After close to six hours of grueling, top-notch competition, Nicholas “Jynxzi" Stewart’s League of Legends Streamer Tournament crowned a victor. The team of Alois “Alois” Nelissen, Felix “xQc” Lengyel, Nicholas “Sapnap”, Kingsman265, and captained by Chen-Ruei “Rayasianboy” Hsu emerged triumphant after winning a contested 2-1 final against the team of Zachary “Sneaky” Scuderi, Ludwig “Ludwig” Ahgren, “Pokelawls", “ArrowCS", and captained by “Zoil". Though a prize pool was not originally disclosed, Jynxzi gifted 250 subs to each member of the winning team.

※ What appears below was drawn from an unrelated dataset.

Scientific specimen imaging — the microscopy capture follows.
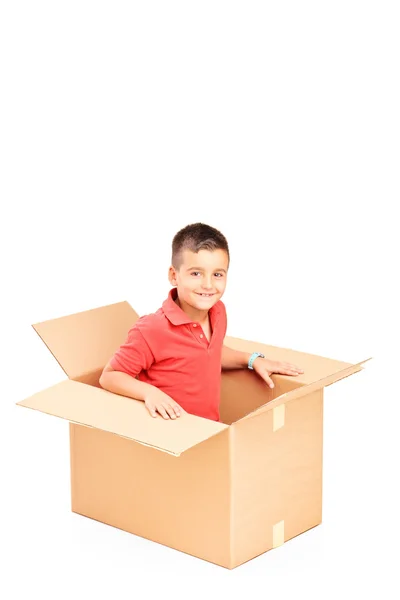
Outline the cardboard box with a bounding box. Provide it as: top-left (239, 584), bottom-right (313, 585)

The final was a contested affair dominated by two teams with defined strengths and surprising assistance from the supporting cast. Across the series, the strong foundation of Kingsman, Sapnap, xQc, and Alois had to withstand the intense blows of the bot-lane pair of Pokelawls and Sneaky. Thanks to his performance in both Game 1 and Game 3, xQc was selected as the Finals MVP.
Community Success
It’s been a long time since the North American scene built up this amount of hype for a streamer-led tournament. Thanks to the colliding worlds from different streaming scenes, the tournament broke several metrics. According to Esports Charts,
the tournament peaked at 908,068 concurrent viewers, positioning it as the fourth-most-watched League of Legends tournament of the year.
This peak beats
LEC Versus 2026 by more than 100,000 viewers, making it the most-viewed tournament in the West. The tournaments that occupy the first three spots on the list are
LCK Cup, First Stand 2026, and
LCK 2026 Season, in this respective order. A combination of entertaining personalities, never-before-seen crossovers between interesting gaming scenes, and
the possibility of acquiring different in-game rewards could have helped propel this tournament to new heights.
Reaching further beyond
The successful production of the tournament came with several new milestones for Jynxzi’s streaming career. This is the eighth game he has hosted a tournament of, but his stream had never reached the heights following League of Legends’ tournament.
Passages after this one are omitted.